Very true, and very possible. It'll never be a perfect solution. That being said... we need to start somewhere. It won't be perfect, but if we can start by making attacks even 1% harder, it's a start. That's why I think PoW is a solution at least for now, because it provides some level of protection without being extremely difficult to implement.

Also, a lot of commenters keep saying stuff like "but X government could afford an attack that overpowers this defense and that defense." (I'm not singling you out - a lot of people said it.) First of all, a good mitigation mechanism will scale along with the attack. Second, keep in mind, at some point along the curve, if they could spend *that* much on a DoS, then they can afford much more effective attacks too. For example a massive global Sybil attack, or something like that. At which point why bother with DoS at all? So, in practice there is a price ceiling to what we're trying to protect against here; beyond that point DoS should be the least of our worries.

August 22, 2020

Permalink

A little off-topic, but can The Tor Project please shift all related URLs to v3 onion resources soon and list them here: onion.torproject.org (as v2 onions will be defunct in the near term)

August 26, 2020

Permalink

For example, we want to be able to setup a token issuing server on some separate or independent website, and still have onion services (or their introduction points) be able to verify the tokens issued by that server.

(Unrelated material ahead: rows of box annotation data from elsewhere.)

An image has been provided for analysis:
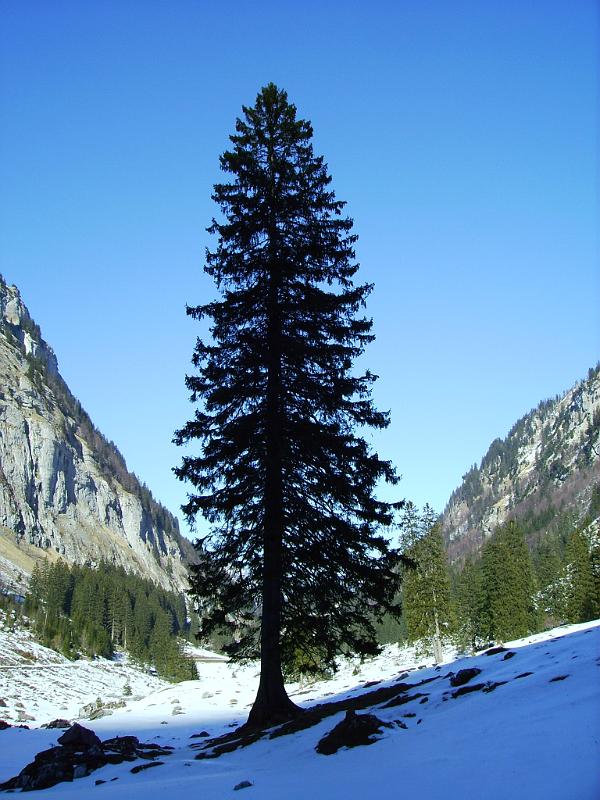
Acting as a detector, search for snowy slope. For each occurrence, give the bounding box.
[0,622,600,800]
[0,612,170,728]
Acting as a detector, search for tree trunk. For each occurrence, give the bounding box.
[247,241,300,727]
[433,589,444,664]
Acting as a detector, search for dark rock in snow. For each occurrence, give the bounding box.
[129,761,165,775]
[452,683,486,698]
[58,722,100,750]
[315,711,391,756]
[0,723,173,791]
[483,681,507,694]
[450,667,481,686]
[483,645,506,656]
[41,718,71,728]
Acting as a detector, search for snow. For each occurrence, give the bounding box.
[0,621,600,800]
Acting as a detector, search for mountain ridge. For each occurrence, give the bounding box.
[442,364,600,563]
[0,275,194,591]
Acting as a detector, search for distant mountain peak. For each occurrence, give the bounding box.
[442,364,600,561]
[0,275,194,591]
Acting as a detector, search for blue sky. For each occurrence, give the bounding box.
[0,0,600,536]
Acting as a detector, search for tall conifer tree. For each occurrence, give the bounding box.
[175,84,398,725]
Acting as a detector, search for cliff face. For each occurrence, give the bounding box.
[442,366,600,561]
[0,276,194,591]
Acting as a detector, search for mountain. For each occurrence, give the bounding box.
[442,365,600,562]
[0,275,194,591]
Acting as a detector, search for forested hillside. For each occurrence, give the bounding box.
[442,365,600,563]
[5,561,196,680]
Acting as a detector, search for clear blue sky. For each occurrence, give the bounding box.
[0,0,600,536]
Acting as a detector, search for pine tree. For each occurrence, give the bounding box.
[175,84,398,725]
[565,531,600,622]
[482,521,538,641]
[456,559,489,650]
[402,505,453,663]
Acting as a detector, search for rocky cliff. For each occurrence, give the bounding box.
[442,365,600,561]
[0,276,194,591]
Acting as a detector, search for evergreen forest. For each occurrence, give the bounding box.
[378,486,600,657]
[17,561,196,681]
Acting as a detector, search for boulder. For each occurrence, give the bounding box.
[42,718,71,728]
[315,711,392,756]
[58,722,101,750]
[450,667,481,686]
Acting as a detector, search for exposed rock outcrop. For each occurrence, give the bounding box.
[0,276,194,591]
[442,365,600,561]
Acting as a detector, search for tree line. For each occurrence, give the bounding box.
[24,560,196,681]
[394,486,600,658]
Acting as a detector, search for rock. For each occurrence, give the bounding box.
[102,736,140,755]
[452,683,486,698]
[129,761,165,775]
[42,718,71,728]
[0,276,193,593]
[0,723,173,791]
[483,645,506,656]
[315,711,391,756]
[450,667,481,686]
[57,722,102,750]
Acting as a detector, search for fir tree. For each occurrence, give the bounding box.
[565,531,600,622]
[175,84,398,725]
[456,559,489,650]
[482,521,538,641]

A centralized token issuing server from a third party sounds like a privacy nightmare. .onion services should always be able to remain independent and not rely on any external services.

Hello there,

this token issuing server would only be used in the case of DoS. Also, this would not be the only way to acquire tokens; it would be the Minimum Viable Product to get this concept launched. Onion services would also be able to give out tokens to their users based on their own criteria, and we can also come up with decentralized token issuing servers.

August 31, 2020

Permalink

I like the anonymous token idea. It would be interesting if there were some system in place in which a user submits a PGP key to a keyserver who's purpose is token distribution.

Some API requests to this keyserver woud distribute/burn tokens for a user (public key), and websites could utilize them in their workflow during certain scenarios (positive contributions, etc.) to increase a users reputation (token number). A user's token balance could be queried anonymously using zero-knowledge-proofs (ex. Does user have > N tokens?) in order to determine if they are "trustworthy" enough to use their service.

September 09, 2020

Permalink

I would love to see bitcoin lightning network integrated, so you could pay to the site owner on each request, but I think this is too complicated or maybe even not possible for privacy, security or even software architectural reasons.